SEMIDEUS

Todos os dias em frente à minha casa ele passa.

Em seus lábios o doce sorriso de menino carente

E debaixo do braço carrega os livros e se sente

Como se fosse o dono da rua e da beleza esparsa.

Longos e lisos cabelos loiros esvoaçam ao vento

Enfeitando de formosura sua face meiga e branca,

Sua pele brilha diante de um sol que é esperança

Dos dias lineares que vão prestar contas ao tempo.

Em seus olhos azuis há um firmamento de estrelas

Que lhes dá a certeza de que o mundo é multicor

E feliz ele perambula e pulula com entender a dor

Que se estampa em muitos lares de sutis alamedas.

Vaivém diário o leva de ida e de volta aos estudos,

Contudo sua perene alegria enche o espaço de luz,

Pois é um garoto lírico pleno do bálsamo que seduz

Todos os olhares que observam o bailado de veludo.

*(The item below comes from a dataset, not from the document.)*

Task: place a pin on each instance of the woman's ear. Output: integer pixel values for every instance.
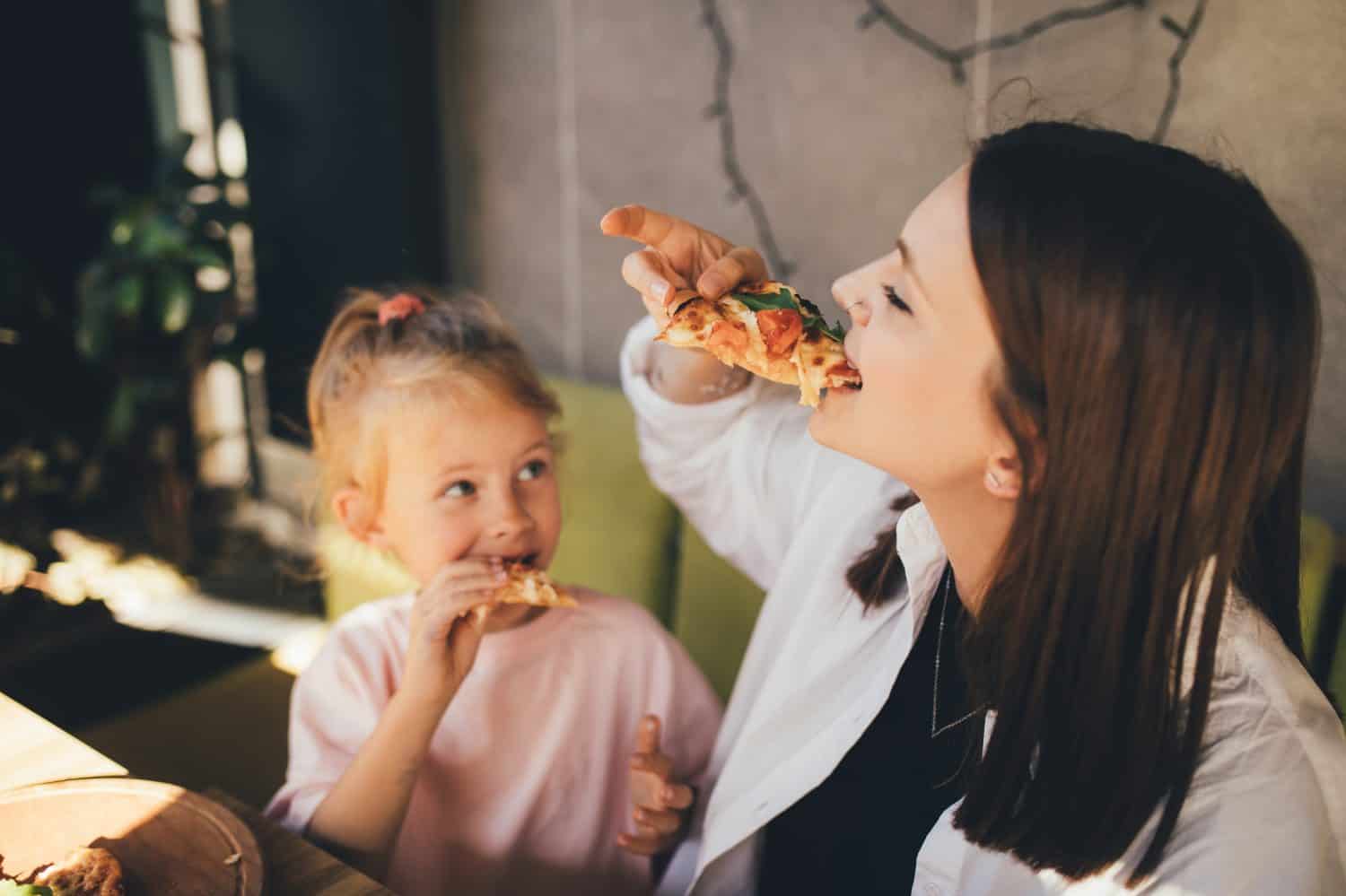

Trágico deserto é o dia em que se percebe a ausência

Do tesouro que conquista pé ante pé gentes diversas…

O final de semana é de uma angústia intensa e imersa

No silêncio que atrofia a calma sem a jurisprudência.

Ah! Quando chegam as férias, inconcebível o horror

Que se instala nos íntimos que são seguranças da rua,

Ninguém fala ou espirra, tosse alguma tece ou atenua

A tristeza do ícone que locupletou o ambiente de amor.

Retorno às aulas… Lá vem ele e de volta os sorrisos…

É um ídolo natural que se impôs devido à sua fofura,

Lindo como nenhum outro que por ali transita e cura

Qualquer enfermidade que tencione despejar seu siso.

Certa manhã tudo ocorreu diferente… Ouviu-se a voz.

Grande foi o espanto que adentrou nos âmagos e se fez

Do alarido que ziguezagueou no ar um devaneio talvez

De ter entre os moradores o ser dono de todos os sóis…

De fato aconteceu… A formosura trouxe o que é talento

Para residir dentre admiradores que eram total tietagem.

Em todas as casas houve de se transformar a paisagem,

Porque a pura beleza tornou-se monarca, embevecimento.

O tempo consignou essa história… Todos viviam em paz,

Acabaram com o orgulho e o egoísmo, tudo reino do bem.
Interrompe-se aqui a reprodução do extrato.